Program Studi Psikologi

Fakultas Psikologi Universitas Proklamasi 45

 Tahun 2025

 

 

 

Kang Dedi Mulyadi (KDM), Gubernur Jawa Barat, kini menjadi figur sentral dalam berbagai diskusi media sosial berkat upayanya mendorong perubahan positif di masyarakat. Ia dikenal mampu "memaksa" individu untuk bergerak menuju arah yang lebih baik. Namun, setiap upaya perubahan selalu diwarnai dengan penolakan sekaligus penerimaan. Ada yang gigih menolak, ada pula yang menyambutnya dengan antusias. Esai ini akan menganalisis dua kasus berbeda yang melibatkan intervensi KDM: Ayu Aryanti, seorang gadis muda yang menolak kesempatan perubahan, dan sekelompok remaja "unik" yang berhasil bertransformasi. Dengan menggunakan kerangka persepsi Paul A. Bell dan kawan-kawan, kita akan menguraikan bagaimana perbedaan dalam persepsi mendasari perilaku dan kebiasaan yang terbentuk, serta menjelaskan mengapa hasil perubahan pada kedua kelompok ini sangat kontras.

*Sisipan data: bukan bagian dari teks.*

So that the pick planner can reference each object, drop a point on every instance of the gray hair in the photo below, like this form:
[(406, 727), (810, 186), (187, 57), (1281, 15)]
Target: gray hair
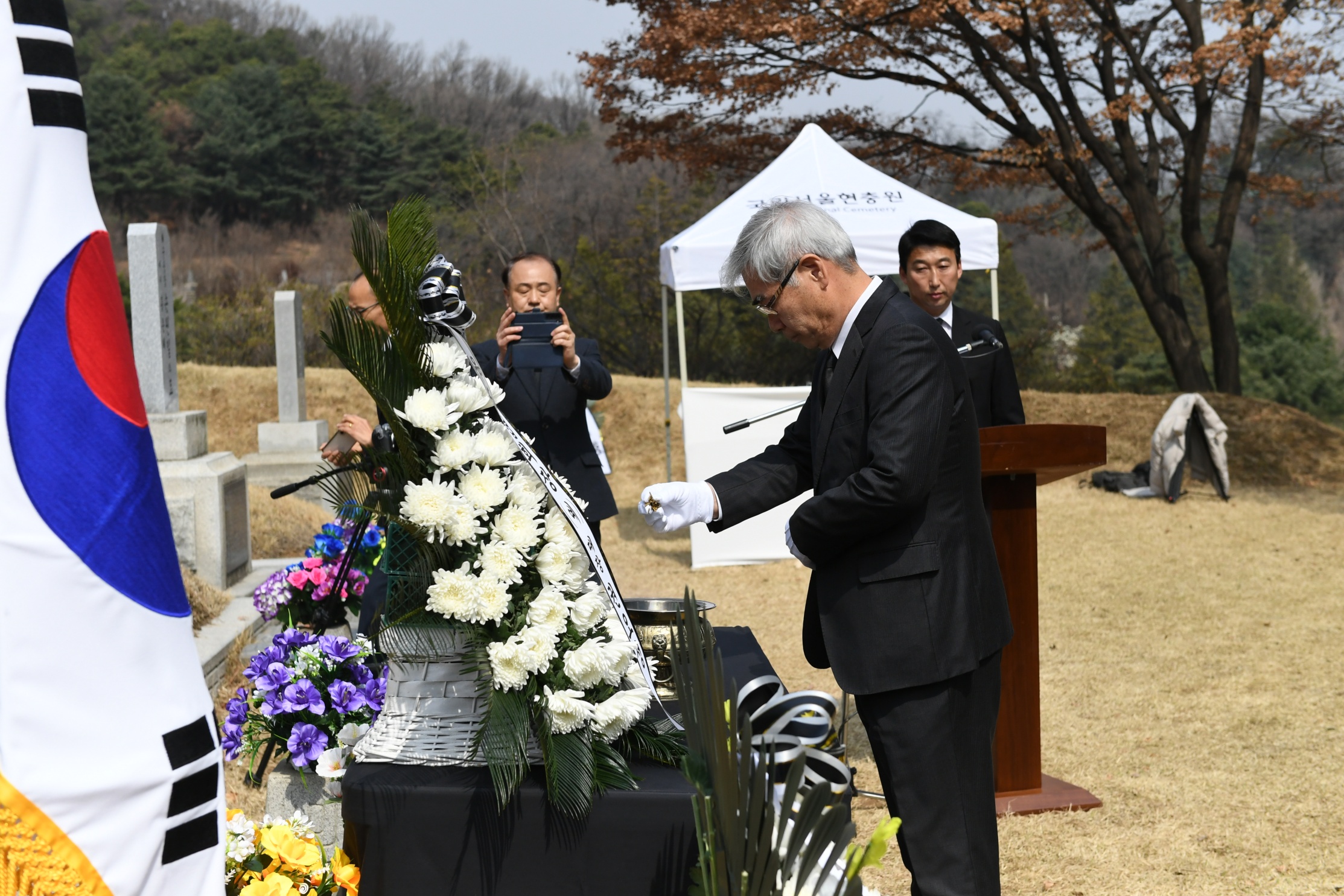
[(779, 235)]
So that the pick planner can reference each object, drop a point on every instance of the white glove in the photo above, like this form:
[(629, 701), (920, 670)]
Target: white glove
[(794, 548), (674, 506)]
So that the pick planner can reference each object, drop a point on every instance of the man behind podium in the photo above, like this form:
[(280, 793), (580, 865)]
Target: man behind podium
[(905, 603), (931, 264)]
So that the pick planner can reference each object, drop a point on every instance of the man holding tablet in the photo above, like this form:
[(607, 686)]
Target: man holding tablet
[(549, 379)]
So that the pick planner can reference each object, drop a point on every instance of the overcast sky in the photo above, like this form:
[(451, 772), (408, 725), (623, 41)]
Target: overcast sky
[(543, 38)]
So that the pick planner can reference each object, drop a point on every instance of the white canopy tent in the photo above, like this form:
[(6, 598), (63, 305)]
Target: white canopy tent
[(873, 207)]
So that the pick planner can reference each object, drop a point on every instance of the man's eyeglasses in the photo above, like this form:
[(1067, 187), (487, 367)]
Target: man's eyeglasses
[(768, 307)]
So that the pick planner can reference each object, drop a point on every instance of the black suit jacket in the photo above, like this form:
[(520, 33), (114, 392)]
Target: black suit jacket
[(906, 588), (993, 382), (549, 405)]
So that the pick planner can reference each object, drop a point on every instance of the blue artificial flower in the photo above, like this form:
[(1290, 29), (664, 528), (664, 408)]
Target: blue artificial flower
[(293, 638), (346, 697), (273, 704), (338, 648), (305, 743), (277, 676), (304, 695), (232, 745)]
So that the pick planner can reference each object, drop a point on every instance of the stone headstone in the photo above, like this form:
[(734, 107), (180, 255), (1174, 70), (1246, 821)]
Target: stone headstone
[(153, 336), (289, 357)]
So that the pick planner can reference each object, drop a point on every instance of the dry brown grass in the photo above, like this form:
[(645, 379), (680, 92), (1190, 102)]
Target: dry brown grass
[(206, 601), (1190, 667), (282, 529)]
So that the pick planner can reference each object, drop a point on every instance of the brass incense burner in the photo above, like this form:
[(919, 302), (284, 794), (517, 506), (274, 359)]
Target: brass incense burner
[(655, 620)]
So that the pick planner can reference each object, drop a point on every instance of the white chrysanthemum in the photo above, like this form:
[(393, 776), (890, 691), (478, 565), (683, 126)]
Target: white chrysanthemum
[(507, 664), (463, 523), (444, 359), (494, 445), (454, 450), (500, 562), (524, 489), (553, 563), (587, 664), (491, 601), (453, 593), (588, 610), (241, 827), (351, 734), (549, 610), (518, 529), (616, 656), (569, 711), (430, 504), (614, 715), (578, 573), (538, 647), (331, 763), (429, 410), (483, 487), (558, 531), (470, 394)]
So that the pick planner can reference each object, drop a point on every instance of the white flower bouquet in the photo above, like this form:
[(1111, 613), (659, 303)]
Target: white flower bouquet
[(477, 543)]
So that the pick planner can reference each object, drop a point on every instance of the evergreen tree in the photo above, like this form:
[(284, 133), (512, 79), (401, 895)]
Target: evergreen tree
[(1288, 358), (1118, 349), (128, 155)]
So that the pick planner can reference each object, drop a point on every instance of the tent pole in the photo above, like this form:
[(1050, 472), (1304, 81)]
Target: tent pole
[(667, 384), (680, 337)]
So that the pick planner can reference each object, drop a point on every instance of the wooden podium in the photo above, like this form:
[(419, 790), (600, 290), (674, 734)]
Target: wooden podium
[(1015, 460)]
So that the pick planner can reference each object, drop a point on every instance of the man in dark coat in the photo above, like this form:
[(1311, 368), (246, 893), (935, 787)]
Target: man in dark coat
[(905, 605), (931, 264), (550, 404)]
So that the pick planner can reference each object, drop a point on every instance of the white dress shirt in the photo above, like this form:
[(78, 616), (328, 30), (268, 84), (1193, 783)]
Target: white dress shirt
[(945, 319), (854, 313)]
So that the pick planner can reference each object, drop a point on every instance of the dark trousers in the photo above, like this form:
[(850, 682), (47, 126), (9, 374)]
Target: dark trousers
[(934, 752)]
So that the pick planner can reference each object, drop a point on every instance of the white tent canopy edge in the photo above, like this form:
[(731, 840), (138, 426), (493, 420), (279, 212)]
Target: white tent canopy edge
[(871, 206)]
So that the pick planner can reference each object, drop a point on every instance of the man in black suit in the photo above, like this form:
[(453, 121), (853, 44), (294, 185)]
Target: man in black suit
[(931, 265), (905, 603), (550, 404)]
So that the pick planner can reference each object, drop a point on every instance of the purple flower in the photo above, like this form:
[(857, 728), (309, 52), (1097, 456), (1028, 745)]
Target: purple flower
[(261, 660), (304, 695), (233, 745), (273, 704), (277, 676), (346, 697), (237, 710), (374, 693), (305, 743), (293, 638), (338, 648)]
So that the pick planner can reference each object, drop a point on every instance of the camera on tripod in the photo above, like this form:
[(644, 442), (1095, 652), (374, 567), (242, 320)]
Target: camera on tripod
[(440, 292)]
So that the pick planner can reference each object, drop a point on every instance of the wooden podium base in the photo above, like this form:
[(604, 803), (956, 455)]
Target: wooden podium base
[(1054, 796)]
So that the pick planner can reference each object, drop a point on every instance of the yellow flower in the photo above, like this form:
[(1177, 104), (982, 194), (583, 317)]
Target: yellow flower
[(273, 886), (346, 874), (273, 836), (300, 853)]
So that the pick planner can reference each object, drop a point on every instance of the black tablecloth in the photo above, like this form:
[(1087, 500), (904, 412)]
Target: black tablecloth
[(437, 832)]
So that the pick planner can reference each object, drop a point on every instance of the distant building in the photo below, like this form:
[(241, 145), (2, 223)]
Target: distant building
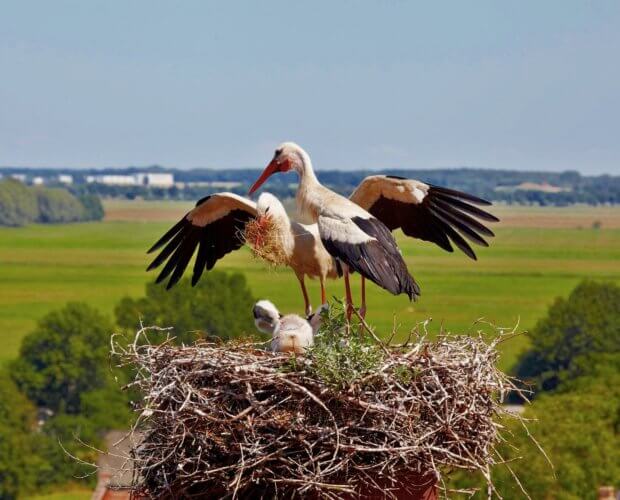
[(155, 180), (65, 179), (543, 187), (139, 179), (18, 177), (115, 467)]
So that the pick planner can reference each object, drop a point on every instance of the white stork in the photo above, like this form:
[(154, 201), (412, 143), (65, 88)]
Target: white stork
[(357, 231), (349, 233), (216, 226), (290, 333)]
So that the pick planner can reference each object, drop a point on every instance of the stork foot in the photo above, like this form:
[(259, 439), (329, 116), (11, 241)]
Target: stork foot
[(350, 310), (362, 312)]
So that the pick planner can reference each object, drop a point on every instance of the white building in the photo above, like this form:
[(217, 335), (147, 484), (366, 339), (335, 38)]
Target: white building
[(155, 180), (139, 179), (65, 179)]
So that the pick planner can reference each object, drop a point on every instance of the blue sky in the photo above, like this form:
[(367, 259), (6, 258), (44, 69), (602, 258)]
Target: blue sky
[(359, 84)]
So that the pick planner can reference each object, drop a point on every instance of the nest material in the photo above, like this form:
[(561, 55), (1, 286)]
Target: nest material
[(264, 238), (234, 420)]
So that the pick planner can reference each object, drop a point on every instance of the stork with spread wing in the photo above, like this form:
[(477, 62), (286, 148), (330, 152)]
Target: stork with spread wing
[(216, 227)]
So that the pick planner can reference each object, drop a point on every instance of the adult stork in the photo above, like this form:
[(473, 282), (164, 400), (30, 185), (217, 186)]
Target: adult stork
[(289, 333), (351, 233), (216, 227), (356, 238), (424, 211)]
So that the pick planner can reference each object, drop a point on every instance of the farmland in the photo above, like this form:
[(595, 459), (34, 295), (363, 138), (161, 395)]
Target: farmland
[(538, 254)]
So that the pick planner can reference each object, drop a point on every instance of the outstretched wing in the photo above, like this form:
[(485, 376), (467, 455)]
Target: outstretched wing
[(424, 211), (215, 226), (366, 246)]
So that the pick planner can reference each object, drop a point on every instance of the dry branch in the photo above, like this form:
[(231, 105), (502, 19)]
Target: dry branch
[(234, 420)]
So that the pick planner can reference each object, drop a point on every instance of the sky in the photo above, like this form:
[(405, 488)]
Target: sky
[(359, 84)]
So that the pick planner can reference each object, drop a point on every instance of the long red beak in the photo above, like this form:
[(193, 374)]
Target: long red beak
[(271, 169)]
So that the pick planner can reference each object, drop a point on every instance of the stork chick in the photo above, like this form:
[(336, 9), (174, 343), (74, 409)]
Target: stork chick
[(290, 333)]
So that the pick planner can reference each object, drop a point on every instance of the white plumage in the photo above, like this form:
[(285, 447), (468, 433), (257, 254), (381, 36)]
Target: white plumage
[(290, 333)]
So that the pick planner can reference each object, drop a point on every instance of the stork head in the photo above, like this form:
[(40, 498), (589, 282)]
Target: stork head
[(266, 317), (288, 156)]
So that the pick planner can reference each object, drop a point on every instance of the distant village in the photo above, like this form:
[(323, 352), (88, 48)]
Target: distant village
[(139, 179), (155, 182)]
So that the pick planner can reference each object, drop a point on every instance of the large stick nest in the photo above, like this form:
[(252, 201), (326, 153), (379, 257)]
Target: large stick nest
[(349, 418)]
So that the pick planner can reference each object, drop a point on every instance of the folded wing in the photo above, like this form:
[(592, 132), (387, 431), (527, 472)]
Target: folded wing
[(215, 226), (431, 213)]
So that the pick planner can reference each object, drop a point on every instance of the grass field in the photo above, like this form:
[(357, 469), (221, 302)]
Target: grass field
[(538, 254)]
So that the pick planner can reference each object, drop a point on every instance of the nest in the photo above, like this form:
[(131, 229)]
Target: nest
[(265, 241), (231, 419)]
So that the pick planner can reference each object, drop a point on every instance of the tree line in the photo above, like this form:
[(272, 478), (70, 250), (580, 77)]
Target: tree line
[(21, 205)]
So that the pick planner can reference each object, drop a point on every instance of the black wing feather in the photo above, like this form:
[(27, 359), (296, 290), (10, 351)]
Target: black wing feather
[(378, 260), (214, 240)]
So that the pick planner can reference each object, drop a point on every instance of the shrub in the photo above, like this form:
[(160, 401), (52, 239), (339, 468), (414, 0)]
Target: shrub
[(93, 209), (571, 340), (64, 357), (18, 204), (58, 205)]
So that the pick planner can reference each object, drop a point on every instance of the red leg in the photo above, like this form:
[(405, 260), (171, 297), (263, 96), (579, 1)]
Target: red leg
[(347, 288), (363, 306)]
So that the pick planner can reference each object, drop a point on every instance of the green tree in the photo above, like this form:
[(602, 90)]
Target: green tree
[(220, 304), (571, 339), (579, 430), (578, 427), (93, 209), (18, 463), (18, 204), (65, 357)]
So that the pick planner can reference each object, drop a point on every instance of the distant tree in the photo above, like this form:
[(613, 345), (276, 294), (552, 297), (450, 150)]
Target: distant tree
[(18, 204), (220, 304), (577, 334), (58, 205), (93, 209), (65, 357), (578, 427), (18, 463)]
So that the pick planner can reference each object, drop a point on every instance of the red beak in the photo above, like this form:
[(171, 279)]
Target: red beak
[(271, 169)]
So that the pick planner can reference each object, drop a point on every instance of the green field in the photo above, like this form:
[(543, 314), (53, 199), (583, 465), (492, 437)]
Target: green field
[(44, 266)]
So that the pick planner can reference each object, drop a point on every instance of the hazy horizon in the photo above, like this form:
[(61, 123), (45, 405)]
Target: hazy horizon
[(360, 85), (147, 167)]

Dalam studi psikologi, persepsi adalah elemen kunci untuk memahami perilaku manusia. Paul A. Bell dan timnya menekankan bahwa persepsi adalah proses aktif di mana individu memilih, mengorganisir, dan menafsirkan informasi dari lingkungannya menjadi gambaran yang bermakna. Proses ini tidak pasif; individu secara aktif membangun realitas mereka sendiri berdasarkan apa yang mereka terima. Secara sederhana, Bell menjelaskan alur yang menghubungkan persepsi dengan tindakan: Stimulus → Persepsi → Perilaku → Kebiasaan.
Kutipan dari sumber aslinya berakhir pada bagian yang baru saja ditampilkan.